On Monday morning, numerous writers woke up to learn that their books had been uploaded and scanned into a massive dataset without their consent. A project of cloud word processor Shaxpir, Prosecraft compiled over 27,000 books, comparing, ranking and analyzing them based on the “vividness” of their language. Many authors — including Young Adult powerhouse Maureen Johnson and “Little Fires Everywhere” author Celeste Ng — spoke out against Prosecraft for training a model on their books without consent. Even books published less than a month ago had already been uploaded.
After a day full of righteous online backlash, Prosecraft creator Benji Smith took down the website, which had existed since 2017.

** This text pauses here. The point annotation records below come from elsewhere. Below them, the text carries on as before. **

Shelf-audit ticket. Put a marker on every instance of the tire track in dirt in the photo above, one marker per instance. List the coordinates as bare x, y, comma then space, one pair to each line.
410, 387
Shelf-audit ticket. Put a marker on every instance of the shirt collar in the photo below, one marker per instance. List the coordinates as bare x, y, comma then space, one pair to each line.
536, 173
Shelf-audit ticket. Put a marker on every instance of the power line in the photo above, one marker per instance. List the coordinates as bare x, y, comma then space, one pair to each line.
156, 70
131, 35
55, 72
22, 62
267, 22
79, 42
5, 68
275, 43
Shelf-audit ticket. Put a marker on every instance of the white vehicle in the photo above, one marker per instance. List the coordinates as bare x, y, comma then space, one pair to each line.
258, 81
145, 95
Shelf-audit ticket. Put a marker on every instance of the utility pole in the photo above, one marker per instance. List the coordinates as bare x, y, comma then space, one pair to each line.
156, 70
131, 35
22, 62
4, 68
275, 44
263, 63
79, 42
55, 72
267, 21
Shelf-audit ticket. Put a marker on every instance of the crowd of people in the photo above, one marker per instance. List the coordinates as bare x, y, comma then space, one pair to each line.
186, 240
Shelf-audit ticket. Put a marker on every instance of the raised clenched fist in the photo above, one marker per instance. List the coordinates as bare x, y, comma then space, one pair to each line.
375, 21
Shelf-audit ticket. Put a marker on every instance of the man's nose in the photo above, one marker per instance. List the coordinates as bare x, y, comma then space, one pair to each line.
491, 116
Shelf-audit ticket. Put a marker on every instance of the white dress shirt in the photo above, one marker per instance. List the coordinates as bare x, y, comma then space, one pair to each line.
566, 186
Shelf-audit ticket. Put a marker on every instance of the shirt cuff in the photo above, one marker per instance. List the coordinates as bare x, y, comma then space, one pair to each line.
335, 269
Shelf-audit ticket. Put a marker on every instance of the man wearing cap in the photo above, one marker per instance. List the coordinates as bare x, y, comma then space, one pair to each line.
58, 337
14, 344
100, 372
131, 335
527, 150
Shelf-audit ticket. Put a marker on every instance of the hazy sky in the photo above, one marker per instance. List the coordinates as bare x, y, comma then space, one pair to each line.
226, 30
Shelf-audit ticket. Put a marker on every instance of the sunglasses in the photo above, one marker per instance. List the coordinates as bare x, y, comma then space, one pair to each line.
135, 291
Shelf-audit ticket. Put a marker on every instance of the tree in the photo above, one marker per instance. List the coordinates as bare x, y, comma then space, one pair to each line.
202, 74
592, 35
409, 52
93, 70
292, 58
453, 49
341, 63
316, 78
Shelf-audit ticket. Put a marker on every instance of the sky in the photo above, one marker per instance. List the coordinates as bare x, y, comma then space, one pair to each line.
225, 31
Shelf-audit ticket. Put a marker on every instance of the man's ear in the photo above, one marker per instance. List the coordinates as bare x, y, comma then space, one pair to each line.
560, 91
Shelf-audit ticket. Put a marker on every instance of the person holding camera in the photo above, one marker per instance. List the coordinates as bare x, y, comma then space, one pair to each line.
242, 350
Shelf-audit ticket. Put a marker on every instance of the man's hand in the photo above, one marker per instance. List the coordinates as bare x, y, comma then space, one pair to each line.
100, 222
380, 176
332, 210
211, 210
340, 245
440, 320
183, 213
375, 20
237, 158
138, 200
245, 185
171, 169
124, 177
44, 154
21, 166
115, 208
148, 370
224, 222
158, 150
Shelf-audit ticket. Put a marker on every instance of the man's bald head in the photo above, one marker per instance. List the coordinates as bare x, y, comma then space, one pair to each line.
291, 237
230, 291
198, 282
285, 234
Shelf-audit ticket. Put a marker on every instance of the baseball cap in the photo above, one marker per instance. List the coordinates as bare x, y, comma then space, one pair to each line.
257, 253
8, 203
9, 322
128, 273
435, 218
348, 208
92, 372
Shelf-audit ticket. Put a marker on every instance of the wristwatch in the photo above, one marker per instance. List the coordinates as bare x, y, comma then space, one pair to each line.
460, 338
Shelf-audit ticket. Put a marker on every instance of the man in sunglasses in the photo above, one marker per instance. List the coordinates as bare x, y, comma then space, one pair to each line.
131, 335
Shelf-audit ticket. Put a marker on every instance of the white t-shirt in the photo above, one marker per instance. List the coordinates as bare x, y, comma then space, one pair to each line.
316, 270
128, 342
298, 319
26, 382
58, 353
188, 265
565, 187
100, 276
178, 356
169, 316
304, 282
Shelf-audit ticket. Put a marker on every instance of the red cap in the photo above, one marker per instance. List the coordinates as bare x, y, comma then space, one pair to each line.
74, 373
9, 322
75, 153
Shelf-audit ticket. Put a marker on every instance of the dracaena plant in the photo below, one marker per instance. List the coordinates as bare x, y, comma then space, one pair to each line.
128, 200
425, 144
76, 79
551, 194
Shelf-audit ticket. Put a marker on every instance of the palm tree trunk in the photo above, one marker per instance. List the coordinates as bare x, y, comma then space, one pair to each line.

“I’ve spent thousands of hours working on this project, cleaning up and annotating text, organizing and tweaking things,” Smith wrote. “But in the meantime, ‘AI’ became a thing. And the arrival of AI on the scene has been tainted by early use-cases that allow anyone to create zero-effort impersonations of artists, cutting those creators out of their own creative process.”
. . . .
Smith’s Prosecraft was not a generative AI tool, but authors worried it could become one, since he had amassed a dataset of a quarter billion words from published books, which he found by crawling the internet.
Prosecraft would show two paragraphs from a book, one that was “most passive” and one that was “most vivid.” It then placed the books into percentile rankings based on how vivid, how long or how passive it was.
. . . .
“If you’re a writer as a career it’s maddening, in part because style is not the same as writing a ****** whitepaper for a business that needs to be in active voice or whatever,” author Ilana Masad said. “Style is style!”
. . . .
“Since I was only publishing summary statistics, and small snippets from the text of those books, I believed I was honoring the spirit of the Fair Use doctrine, which doesn’t require the consent of the original author,” Smith wrote. Some authors noted that the excerpts of their books on Prosecraft included major spoilers, causing further frustration.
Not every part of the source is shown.